Fiquei perplexo, eu nunca tinha ouvido falar disso. Os pinguins que tinham me contado eram pinguins mesmo, de carne e penas. Penas? Pinguim tem pena? Deve ter, fica tendo. Enfim, mais encafifado, pedi ao mago que me apresentasse suas fontes. Não as tinha, respondendo algumas genéricas onde eu poderia encontrar mais informações, as mesmas que eu já tinha pesquisado. Triste, a Inteligência Artificial já se abrasileirou. Agora, passarei a chamá-la de LulAI.
Bem, ainda que tenham existido esse bar e essas estatuazinhas, certamente nem eu nem o Paulo poderíamos tê-las visto, pois nasceríamos duas décadas depois. Voltei a pesquisar, descobrindo que os famosos irmãos Queirolo tinham erguido um circo ali. Quem sabe os pinguins não eram dele? Mas não, também. O circo não tinha animais e só existiu por ali entre 1942 e 1956, se bem entendi do que consta do próprio site dos Queirolo.
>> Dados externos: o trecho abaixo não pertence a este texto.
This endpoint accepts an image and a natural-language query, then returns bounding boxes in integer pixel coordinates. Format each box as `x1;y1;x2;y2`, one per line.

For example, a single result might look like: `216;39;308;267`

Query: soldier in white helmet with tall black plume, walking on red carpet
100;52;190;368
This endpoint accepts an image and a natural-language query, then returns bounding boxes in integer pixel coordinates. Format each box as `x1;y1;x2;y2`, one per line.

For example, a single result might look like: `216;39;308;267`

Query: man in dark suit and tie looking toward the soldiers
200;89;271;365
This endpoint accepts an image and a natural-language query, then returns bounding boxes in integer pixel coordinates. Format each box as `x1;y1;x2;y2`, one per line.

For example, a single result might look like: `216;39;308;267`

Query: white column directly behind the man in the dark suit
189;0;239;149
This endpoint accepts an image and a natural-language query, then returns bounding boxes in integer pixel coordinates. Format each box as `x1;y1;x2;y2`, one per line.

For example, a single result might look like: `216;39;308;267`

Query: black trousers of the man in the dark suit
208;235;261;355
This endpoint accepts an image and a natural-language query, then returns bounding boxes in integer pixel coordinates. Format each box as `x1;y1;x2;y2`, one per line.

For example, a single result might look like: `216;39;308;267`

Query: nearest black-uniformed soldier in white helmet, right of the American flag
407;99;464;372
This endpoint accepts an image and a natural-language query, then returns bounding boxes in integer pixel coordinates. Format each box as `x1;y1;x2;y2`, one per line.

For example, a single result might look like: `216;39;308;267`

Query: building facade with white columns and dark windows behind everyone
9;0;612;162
Como eu e Paulo não somos como o LulAI, não é possível que tenhamos inventado essa história de pinguins de verdade na Praça Carlos Gomes. No dia seguinte, contei-lhe sobre minha pesquisa. Ele teve uma grande ideia. Assim que terminasse de participar do programa Entrelinhas, aqui da Gazeta (se não assistiu ainda, assista, melhor companhia das manhãs), perguntaria ao pipoqueiro da praça. De fato, é impossível existir alguém mais abalizado para resolver esse mistério. E falo sério.
Mas choveu (Curitiba, né?) e o pipoqueiro sumiu. Foi chegando o limite do prazo para entrega desta crônica. Decidi que vai terminar como a dobradinha que o Paulo almoçou pela metade naquele dia. A outra parte levou para casa, em uma embalagem mal fechada fazendo escorrer parte do molho enquanto caminhávamos. Quando o Uber chegou, lá se foi o Polzo em direção ao carro, equilibrando a marmita, o que lhe dava um andar de pinguim. Só me restou imitá-lo e seguir para casa andando assim também. Pensando bem, formaríamos uma boa dupla no circo dos irmãos Queirolo.